I'm generally opposed to adding these matrix-matrix signatures. I'm very strongly opposed to adding signatures that involve run-time decisions about shape to resolve.
I'm totally OK with adding reshaping functions from matrices to arrays of vectors or row vectors but I still think it's going to be hard to follow because of the row/column distinctions.
to_array_of_vectors(Y) ~ multi_normal(to_array_of_vectors(mu), Sigma);
to_array_of_row_vectors(Y) ~ multi_normal(to_array_of_row_vectors(mu), Sigma);
How about adding matrix normal distribution? Row-wise and column-wise multi-normal distributions are special cases of it.
Y ~ matrix_normal(Mu, Sigma, identity_matrix(Ncols));
Y ~ matrix_normal(Mu, identity_matrix(Nrows), Sigma);
@nhuure: There's already an issue to create a matrix normal (and matrix Student-t) distribution. The idea is to do it with a Cholesky factor parameterization of the covariance matrices (or even better, potentially sparse precision matrices).
For this to be fast for this application we'd need to detect the identity matrix and ignore it. That's easy for both dense matrices and Cholesky factors.
I think in the C++ we could have code that checks if the input type is the same type as how Eigen defines identity matrices (and what the (identity_matrix())
function returns and do the appropriate thing after that
https://godbolt.org/z/G684jsErE
Is anyone working on this?
I'm still opposed. See https://github.com/stan-dev/math/issues/2532#issuecomment-1042322064
Srry to be clear I was talking about the normal matrix distribution not accepting matrices into multi normal. Bob are you cool with that?
For my understanding: Is the desire to take in matrices to get better performance? If so, then a prototype demonstrating the speed advantages would be a good motivation to sort out the syntax.
For my understanding: Is the desire to take in matrices to get better performance? If so, then a prototype demonstrating the speed advantages would be a good motivation to sort out the syntax.
Actually more user-convenience I'd say. See my description here.
@wds15 its a mix of both. For my example I'm working with a bunch of time series and it would be nice to keep them in a big matrix. I could write a lil' function that would do matrix -> array of vectors but it would be nicer and more efficient to just have a matrix_normal()
that works on the matrix directly
@mike-lawrence Actually more user-convenience I'd say.

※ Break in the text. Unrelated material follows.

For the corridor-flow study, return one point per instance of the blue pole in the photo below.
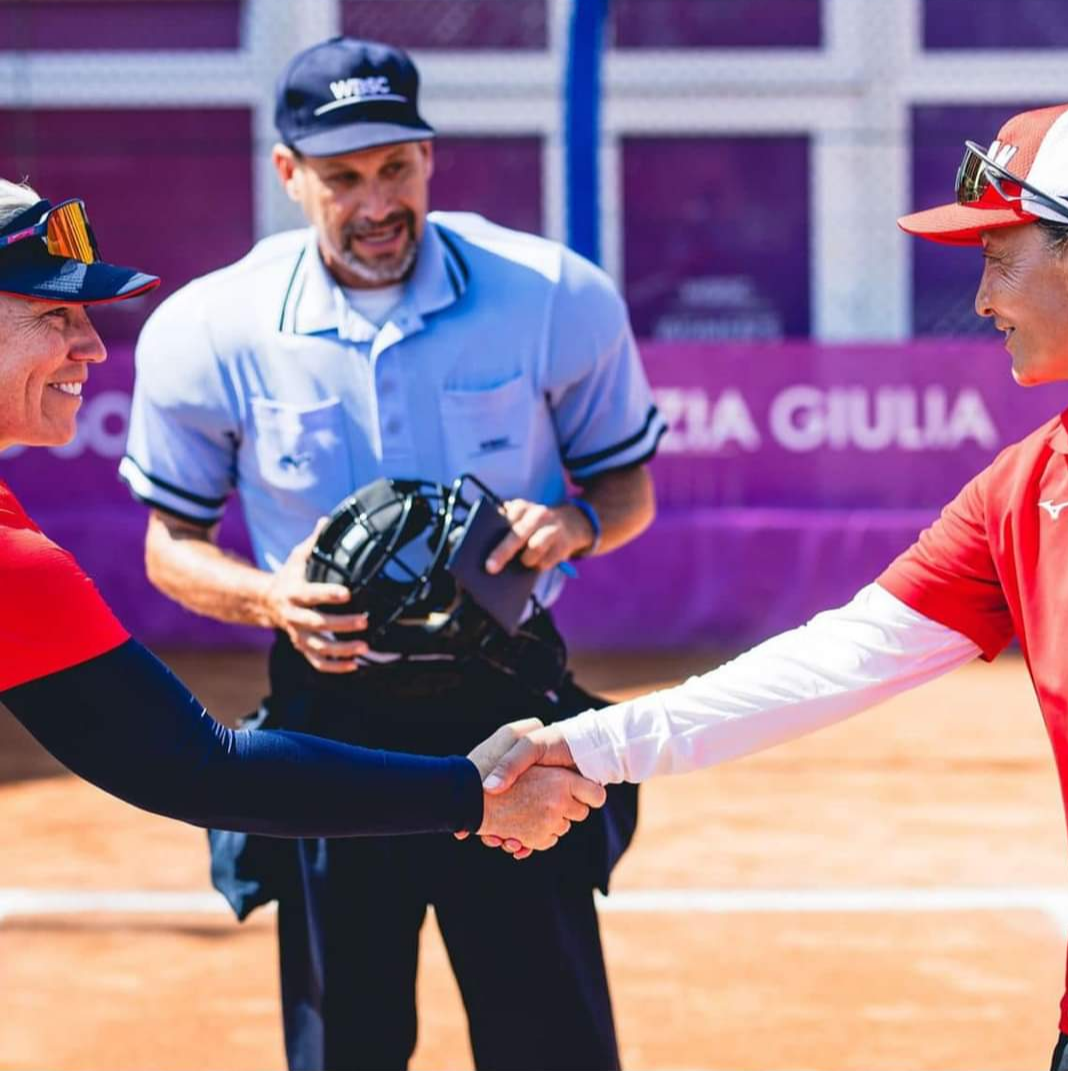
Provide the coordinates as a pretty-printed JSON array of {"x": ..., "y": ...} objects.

That was my understanding. Performance gains would be minimal given that there's a quadratic form in each multivariate normal eval.
@steve-bronder I was talking about the normal matrix distribution not accepting matrices into multi normal
There's also a matrix-normal distribution that takes two covariance matrices. Is that what you're talking about?
The big mistake I made in the original data structure design was distinguishing the memory representation of 2D arrays, 1D array of vector/row-vector, and matrix. I should've packed everything in memory locally and then used Map
for all the Eigen stuff so the conversions would be free.